After load stops, the pods scale back to 2 in about 30-60s (this HPA's scale-down is tuned for the demo; Kubernetes defaults to a cautious 5 minutes to avoid flapping). It's one node, so it caps at what the node can hold.
What am I looking at?
Pod - the smallest thing Kubernetes runs: one container, i.e. one running copy of this app. Normally 2 copies share the traffic; under load Kubernetes starts more so the work is spread out.
HorizontalPodAutoscaler (HPA) - a Kubernetes controller that automatically adds or removes pods based on how busy they are. This one watches CPU, targets 70%, and ranges from 2 to 6 pods. It's what makes the count change on its own.
CPU % - how hard the app pods are working, measured against the CPU each pod reserves (its request, 50m = 0.05 of a core here), not against a whole CPU - so it can go over 100%. A pod is allowed to burst up to its limit (250m), which reads as ~500% of its 50m request. When the average crosses 70% (the green dashed line) the HPA adds pods; when it stays low, it removes them.
Redis - a fast in-memory datastore running next to the app (as a second tier). It holds the shared counter and the list of currently-active pods, so every pod sees the same state instead of each keeping its own.

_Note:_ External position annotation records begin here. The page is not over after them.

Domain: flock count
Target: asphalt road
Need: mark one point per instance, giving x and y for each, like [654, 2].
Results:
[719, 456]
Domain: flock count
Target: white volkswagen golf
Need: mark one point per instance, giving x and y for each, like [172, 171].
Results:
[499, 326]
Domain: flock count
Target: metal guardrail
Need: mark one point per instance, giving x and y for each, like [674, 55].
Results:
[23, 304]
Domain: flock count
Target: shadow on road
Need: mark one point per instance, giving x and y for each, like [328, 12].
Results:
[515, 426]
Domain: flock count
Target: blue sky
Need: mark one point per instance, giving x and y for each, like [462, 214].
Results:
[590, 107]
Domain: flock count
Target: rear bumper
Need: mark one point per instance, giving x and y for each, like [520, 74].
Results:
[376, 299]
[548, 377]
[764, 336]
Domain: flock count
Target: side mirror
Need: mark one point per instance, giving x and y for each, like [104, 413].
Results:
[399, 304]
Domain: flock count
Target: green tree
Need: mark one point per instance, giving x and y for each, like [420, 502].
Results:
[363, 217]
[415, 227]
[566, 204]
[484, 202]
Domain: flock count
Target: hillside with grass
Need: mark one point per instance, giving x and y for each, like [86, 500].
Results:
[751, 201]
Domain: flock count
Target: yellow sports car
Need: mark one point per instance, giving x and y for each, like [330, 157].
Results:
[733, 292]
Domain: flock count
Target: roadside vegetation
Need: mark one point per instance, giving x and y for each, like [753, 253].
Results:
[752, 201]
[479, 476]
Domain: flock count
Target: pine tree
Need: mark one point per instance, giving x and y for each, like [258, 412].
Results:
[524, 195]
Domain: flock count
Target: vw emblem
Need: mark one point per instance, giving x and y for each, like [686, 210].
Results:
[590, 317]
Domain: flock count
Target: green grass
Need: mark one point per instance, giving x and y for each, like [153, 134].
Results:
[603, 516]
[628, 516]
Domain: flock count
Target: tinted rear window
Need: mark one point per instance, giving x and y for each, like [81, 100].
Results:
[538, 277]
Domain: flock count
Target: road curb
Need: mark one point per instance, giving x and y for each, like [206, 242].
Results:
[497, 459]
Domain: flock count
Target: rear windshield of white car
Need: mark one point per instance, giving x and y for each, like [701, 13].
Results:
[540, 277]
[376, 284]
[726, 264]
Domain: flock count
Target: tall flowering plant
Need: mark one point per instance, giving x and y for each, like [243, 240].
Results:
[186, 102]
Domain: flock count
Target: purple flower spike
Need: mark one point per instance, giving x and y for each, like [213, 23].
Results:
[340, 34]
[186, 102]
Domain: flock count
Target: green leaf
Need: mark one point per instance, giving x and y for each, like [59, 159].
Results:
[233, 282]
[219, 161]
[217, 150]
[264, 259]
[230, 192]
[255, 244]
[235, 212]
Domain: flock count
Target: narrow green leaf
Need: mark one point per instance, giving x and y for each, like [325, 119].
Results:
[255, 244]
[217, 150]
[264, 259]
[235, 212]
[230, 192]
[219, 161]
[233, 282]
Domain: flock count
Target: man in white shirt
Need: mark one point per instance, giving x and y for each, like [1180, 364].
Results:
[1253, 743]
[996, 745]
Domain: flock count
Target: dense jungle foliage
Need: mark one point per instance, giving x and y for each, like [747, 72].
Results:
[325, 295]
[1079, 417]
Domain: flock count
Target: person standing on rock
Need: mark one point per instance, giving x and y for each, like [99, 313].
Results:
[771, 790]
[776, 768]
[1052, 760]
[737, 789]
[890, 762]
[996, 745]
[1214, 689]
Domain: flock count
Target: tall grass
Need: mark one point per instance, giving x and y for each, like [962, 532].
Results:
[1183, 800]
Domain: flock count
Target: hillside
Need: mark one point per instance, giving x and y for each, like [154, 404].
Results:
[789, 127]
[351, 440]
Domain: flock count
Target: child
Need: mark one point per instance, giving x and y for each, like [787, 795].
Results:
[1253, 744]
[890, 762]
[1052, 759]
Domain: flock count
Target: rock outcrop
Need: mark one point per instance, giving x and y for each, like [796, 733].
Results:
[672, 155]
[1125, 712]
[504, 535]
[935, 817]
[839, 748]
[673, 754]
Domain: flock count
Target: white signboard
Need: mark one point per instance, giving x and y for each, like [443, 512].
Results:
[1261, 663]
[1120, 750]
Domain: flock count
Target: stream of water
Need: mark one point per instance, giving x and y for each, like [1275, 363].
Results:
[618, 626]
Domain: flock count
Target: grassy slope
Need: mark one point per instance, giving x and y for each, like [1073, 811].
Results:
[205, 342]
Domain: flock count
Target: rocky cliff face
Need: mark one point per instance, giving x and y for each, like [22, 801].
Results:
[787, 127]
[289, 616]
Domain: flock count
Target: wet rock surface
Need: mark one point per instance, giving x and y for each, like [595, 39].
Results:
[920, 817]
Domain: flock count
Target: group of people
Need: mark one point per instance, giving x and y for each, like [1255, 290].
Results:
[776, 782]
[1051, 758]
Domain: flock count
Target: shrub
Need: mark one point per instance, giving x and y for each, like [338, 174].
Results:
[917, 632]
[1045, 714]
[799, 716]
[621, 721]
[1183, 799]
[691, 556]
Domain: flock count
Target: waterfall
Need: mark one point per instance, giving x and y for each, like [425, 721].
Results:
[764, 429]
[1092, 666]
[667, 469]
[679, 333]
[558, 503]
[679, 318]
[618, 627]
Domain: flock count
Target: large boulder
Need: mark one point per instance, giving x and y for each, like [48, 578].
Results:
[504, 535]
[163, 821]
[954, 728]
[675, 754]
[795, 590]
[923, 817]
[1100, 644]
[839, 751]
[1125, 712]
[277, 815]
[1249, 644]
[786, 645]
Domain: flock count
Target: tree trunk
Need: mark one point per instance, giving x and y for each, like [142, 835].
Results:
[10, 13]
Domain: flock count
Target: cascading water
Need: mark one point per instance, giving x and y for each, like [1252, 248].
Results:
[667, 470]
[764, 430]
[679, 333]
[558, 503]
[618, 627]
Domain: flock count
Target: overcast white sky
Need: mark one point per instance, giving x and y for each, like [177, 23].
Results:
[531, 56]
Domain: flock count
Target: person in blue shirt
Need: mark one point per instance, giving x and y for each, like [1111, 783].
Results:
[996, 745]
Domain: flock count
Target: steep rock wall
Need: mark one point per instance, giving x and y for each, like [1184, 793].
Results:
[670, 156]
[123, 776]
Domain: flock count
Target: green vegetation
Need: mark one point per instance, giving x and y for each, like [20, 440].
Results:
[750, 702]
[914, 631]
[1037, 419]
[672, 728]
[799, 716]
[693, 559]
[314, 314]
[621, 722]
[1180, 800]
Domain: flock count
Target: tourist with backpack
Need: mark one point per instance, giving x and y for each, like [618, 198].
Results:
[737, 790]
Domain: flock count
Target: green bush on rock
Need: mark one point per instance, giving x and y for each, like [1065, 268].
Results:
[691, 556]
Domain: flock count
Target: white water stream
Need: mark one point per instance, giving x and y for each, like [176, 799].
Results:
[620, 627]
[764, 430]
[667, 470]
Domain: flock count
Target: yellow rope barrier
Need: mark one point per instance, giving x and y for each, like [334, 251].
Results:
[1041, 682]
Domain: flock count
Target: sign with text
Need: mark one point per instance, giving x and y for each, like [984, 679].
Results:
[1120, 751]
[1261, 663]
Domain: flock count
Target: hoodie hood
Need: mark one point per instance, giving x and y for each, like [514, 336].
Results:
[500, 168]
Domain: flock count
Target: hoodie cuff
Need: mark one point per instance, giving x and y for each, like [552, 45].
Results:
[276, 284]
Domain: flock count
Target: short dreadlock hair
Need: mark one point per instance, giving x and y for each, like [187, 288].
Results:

Container runtime - the image is built with Docker, but this node runs it with containerd (k3s's built-in runtime, via Kubernetes' CRI), not the Docker daemon - Kubernetes dropped Docker as a runtime in v1.24. Docker-built (OCI) images run unchanged.
Seeing more than 2 pods before pressing the button? A recent load test is still scaling back down - here that takes about 30-60s (Kubernetes' default is a cautious 5 minutes; this HPA is tuned faster for the demo). Briefly seeing more than 6? During a code deploy Kubernetes runs the old and new pods at once (a zero-downtime rolling update with maxSurge), so the count can momentarily exceed the 6-pod max before settling.